What kind of self-reflection have we ever done? Did we ever try to determine the best way to handle our personal biases? What role they play. How to run comments? How to handle attacks? How often to post and the effect of fequency, to specialize or not. What meant most to readers? What types of issues examination really would benefit our communities most? What were our individual strengths and weaknesses?
So many unasked questions. All of the questions that the profit motive (or respect for journalistic integrity I suppose) forces journalists to ask and answer. Questions that give them intentionality and purpose and direction. At least they CHOOSE something. We just fart around…LAMELY…and project our anger at our parents or whatever hang-ups we have onto authority figures when we’ve had a bad day? I'm kinda joking about that pernt thing, but I'm sure it comes off that way to some people.

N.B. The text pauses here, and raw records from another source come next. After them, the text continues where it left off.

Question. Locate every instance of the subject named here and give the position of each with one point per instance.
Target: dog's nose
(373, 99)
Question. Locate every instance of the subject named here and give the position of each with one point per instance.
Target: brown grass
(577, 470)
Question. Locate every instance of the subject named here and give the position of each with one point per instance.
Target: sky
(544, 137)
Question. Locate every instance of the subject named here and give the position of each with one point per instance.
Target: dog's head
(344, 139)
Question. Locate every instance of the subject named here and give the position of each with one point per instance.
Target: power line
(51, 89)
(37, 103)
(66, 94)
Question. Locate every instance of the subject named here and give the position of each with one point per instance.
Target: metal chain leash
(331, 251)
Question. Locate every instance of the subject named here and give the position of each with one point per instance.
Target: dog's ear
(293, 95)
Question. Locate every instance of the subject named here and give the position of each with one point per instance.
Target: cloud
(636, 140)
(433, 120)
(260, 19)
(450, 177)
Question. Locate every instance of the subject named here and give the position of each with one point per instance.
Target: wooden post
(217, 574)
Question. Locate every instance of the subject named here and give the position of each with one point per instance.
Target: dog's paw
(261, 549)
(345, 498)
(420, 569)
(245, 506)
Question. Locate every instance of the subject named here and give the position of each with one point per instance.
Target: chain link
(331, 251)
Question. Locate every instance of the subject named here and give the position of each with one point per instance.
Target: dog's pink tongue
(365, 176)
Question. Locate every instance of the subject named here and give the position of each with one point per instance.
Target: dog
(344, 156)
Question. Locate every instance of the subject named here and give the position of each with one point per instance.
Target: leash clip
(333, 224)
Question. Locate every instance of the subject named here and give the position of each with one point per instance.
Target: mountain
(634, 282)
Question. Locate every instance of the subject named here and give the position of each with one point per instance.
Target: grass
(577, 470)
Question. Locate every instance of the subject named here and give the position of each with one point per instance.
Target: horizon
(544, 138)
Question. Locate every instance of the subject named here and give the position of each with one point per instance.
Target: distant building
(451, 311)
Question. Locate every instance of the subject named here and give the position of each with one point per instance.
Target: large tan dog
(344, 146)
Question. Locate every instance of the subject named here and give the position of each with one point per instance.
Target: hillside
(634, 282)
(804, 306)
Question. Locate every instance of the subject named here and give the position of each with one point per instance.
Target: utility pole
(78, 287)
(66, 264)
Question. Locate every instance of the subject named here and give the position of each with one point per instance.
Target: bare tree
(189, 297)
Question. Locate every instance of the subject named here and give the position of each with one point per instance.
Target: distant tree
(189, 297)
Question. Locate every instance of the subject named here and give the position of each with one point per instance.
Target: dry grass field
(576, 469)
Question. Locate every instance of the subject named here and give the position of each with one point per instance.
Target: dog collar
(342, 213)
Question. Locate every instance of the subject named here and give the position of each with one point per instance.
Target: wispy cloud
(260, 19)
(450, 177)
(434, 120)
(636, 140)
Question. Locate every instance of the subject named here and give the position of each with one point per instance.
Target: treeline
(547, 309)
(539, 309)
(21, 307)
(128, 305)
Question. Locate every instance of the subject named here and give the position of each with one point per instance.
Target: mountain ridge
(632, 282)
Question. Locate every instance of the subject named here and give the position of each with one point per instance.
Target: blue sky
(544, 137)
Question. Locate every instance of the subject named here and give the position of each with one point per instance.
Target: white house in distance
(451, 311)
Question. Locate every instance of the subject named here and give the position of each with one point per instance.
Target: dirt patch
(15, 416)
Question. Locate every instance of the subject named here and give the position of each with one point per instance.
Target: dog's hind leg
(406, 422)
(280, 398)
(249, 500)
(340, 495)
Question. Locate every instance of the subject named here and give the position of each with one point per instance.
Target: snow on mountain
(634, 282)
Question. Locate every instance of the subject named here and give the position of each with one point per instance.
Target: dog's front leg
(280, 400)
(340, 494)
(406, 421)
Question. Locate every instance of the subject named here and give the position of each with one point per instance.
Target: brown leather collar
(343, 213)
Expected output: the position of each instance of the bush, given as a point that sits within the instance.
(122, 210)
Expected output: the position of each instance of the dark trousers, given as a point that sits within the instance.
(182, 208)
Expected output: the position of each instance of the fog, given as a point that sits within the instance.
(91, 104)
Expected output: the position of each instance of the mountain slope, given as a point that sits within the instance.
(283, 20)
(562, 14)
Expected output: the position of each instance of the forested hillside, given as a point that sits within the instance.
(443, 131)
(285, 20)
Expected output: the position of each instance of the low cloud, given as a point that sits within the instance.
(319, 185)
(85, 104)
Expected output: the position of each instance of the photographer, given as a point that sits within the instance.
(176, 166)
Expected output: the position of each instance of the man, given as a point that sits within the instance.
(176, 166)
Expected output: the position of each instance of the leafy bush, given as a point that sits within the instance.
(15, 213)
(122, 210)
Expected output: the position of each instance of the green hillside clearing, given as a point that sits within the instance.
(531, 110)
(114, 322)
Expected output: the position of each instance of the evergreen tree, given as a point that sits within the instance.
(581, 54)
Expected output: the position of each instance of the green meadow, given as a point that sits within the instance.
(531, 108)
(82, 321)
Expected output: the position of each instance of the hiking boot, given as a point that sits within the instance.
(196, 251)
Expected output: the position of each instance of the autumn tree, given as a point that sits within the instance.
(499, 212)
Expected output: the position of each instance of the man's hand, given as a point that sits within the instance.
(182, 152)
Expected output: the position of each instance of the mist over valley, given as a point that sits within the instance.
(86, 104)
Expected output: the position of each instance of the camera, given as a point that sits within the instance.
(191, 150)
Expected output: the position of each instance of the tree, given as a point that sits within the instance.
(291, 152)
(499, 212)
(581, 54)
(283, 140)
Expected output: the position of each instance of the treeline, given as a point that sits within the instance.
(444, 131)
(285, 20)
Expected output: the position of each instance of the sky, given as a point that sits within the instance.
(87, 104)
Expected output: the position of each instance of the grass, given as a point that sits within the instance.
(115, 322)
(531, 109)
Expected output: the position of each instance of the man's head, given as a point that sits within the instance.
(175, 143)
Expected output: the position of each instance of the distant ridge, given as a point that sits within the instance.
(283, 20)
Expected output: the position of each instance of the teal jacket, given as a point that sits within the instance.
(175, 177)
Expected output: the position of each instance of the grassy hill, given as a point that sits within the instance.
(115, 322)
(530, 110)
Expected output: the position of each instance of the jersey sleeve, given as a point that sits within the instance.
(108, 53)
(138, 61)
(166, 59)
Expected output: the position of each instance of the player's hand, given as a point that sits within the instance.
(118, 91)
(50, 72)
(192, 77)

Really, what did we do to inspire or earn the faith and trust of our fellow beings?
“You’ll never get bloggers to work together, blogging is all about Ego and you’ll never get bloggers to work together for ANYTHING” That’s what I was told, about 2 years ago now. And I’m pretty sure you can guess who said it. (But there I go again, flying up the nose of someone I had wanted to be friends with.)
Dammit! I thought it was about something more than ego. Like maybe the first time in human history the Individual had this much communicative power at each fingertip, and – hey guys! - What are we going to do about it, might this be worth some discussion? Some (again) intentionality and self-reflection? Some kind of learning and adaptation process as we “got in there” and compared what really was happening to what we THOUGHT we were doing?
Nothing like any of that. No, we will win them with the charm of our personality, the glow of our vision and our individual Swords of Truth.
I am SO tired of talking/hearing about Stew R. SO TIRED.
Final thought – (ha ha NW readers)
Much the same as no individual professor is responsible for the (large and small) UW system administrative polices, or the way no professor personifies the entirety of our educational system today (which I think SUCKS SUCKS SUCKS) so it is also true that no small-potatoes editor is responsible for, or personifies, all of our Media Culture. And EVEN IF HE WAS the All-Powerful Man Behind the Curtain, the only thing we can control in a scenario like that is OUR RESPONSE. Once again class, even if Stew and the Northwestern ARE evil, all we can control is our response to that evil.
And our response was lame.
And everyone knows that too.
Jody, I didn't quite understand what you were trying to say. Could you restate your point.